The steps in the interface are as follows:

  • Create a filesystem instance with fsopen()
  • Configure the filesystem with fsconfig()
  • Create a VFS node with fsmount()
  • Set VFS flags (e.g., read-only)
  • Attach the node to the tree (now it's visible to others)

Nothing is perfect. This change is so significant that it will take time to make it stable for all use cases. In some cases, the responsibility also lies with the kernel because filesystem drivers have to adopt the new interface as well. For example, btrfs does not work as expected if a SELinux context is specified between mount options, and libmount uses the classic mount(2) in this case.

Another consideration (for libmount) is backward compatibility. Let's imagine you boot an old kernel without the new interface. You probably assume functional mount(8), so libmount has to detect that the new syscalls are not available and switch back to the classic mount(2).

In the future, we could improve the mount(8) command-line interface to better reflect the mount process. Currently, we mix operation requests with mount options (e.g., -o remount,bind,ro). It would be nice to differentiate between VFS and filesystem operations. For example:

VFS operation (set /mnt and subdirectories to ro, exec):

   mount modify /mnt --recursive --set ro --unset noexec
FS operation (set superblock to ro, all instances will be ro):
   mount reconfigure /mnt -o ro 

What do you think about the "mount <oper> [options]" command-line interface?

And here are some other mount/libmount-related changes:

  • The classic writeable /etc/mtab is dead and no longer supported. Rest in peace.
  • Thanks to Christian Brauner, X-mount.idmap= is now supported, allowing you to change the ownership of all files under the mount node in the user's namespace.
  • We often use "auto" as the filesystem type in fstab, right? :-) It means we rely on libblkid/udev. In some cases, this freedom is unwanted. The new option X-mount.auto-fstypes specifies allowed or forbidden filesystem types.
  • mount(8) should now be less invasive and smarter when used on systems with an automounter and unreachable network filesystems.
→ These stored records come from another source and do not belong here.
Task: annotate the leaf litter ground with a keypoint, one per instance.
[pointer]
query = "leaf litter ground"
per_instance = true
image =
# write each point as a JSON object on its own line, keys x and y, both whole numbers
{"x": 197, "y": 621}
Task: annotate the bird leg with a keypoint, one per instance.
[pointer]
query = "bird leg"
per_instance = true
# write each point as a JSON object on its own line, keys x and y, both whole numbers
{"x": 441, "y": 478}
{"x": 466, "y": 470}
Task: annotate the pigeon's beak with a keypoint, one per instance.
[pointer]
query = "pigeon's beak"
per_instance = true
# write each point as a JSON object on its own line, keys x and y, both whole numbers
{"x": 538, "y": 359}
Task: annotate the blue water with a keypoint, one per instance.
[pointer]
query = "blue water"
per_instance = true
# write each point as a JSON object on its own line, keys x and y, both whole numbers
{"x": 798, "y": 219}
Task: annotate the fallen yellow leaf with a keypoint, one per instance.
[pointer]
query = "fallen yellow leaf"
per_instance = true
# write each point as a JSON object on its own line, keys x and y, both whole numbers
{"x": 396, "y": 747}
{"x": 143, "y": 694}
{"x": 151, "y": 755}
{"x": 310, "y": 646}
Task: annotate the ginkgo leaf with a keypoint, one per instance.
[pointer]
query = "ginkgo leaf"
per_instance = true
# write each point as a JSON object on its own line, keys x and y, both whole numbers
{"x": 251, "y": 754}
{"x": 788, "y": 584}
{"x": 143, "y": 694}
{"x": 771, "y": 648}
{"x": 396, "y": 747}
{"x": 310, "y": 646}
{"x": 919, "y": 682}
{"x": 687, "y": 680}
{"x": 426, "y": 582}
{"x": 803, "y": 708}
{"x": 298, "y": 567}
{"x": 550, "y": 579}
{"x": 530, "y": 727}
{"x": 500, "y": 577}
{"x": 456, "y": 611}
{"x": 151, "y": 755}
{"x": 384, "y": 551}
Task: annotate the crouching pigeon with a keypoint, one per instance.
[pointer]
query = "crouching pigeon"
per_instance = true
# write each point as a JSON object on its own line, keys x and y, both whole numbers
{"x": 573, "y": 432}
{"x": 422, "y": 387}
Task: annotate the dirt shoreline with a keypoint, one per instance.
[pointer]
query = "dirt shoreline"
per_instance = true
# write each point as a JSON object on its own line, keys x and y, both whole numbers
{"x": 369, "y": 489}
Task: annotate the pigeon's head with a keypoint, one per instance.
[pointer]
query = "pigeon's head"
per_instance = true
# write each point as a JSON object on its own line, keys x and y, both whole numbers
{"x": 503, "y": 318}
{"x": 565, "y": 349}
If you're a developer, consider using statx(AT_STATX_DONT_SYNC|AT_NO_AUTOMOUNT) as a replacement for the classic stat() if you only need very basic information about a file or directory.

Util-linux v2.39 is definitely not only about mount(8)/libmount:

  • It's time to learn something new with new commands:
    • blkpr(8) is a new command to run persistent reservations ioctls on a device (typically SCSI and NVMe disk).
    • waitpid(1) is a new command to wait for arbitrary processes.
    • pipesz(1) is a new command to set or examine pipe and FIFO buffer sizes.
  • lsfd(1), a modern Linux-only replacement for lsof, is one of the most actively developed codes in util-linux (thanks to Masatake YAMATO). It's now more user-friendly in the NAME and TYPE columns, supports pidfd, and improves network socket reporting. Try, for example, lsfd --inet -Q '(COMMAND == "systemd")'.
  • libblkid should be more robust, and now it verifies checksums for many RAIDs and filesystems to avoid automatically mounting obsolete or broken superblocks.

Significant changes have also been made to the util-linux test suite and our CI on GitHub. Thanks to Thomas Weißschuh for these and many other improvements.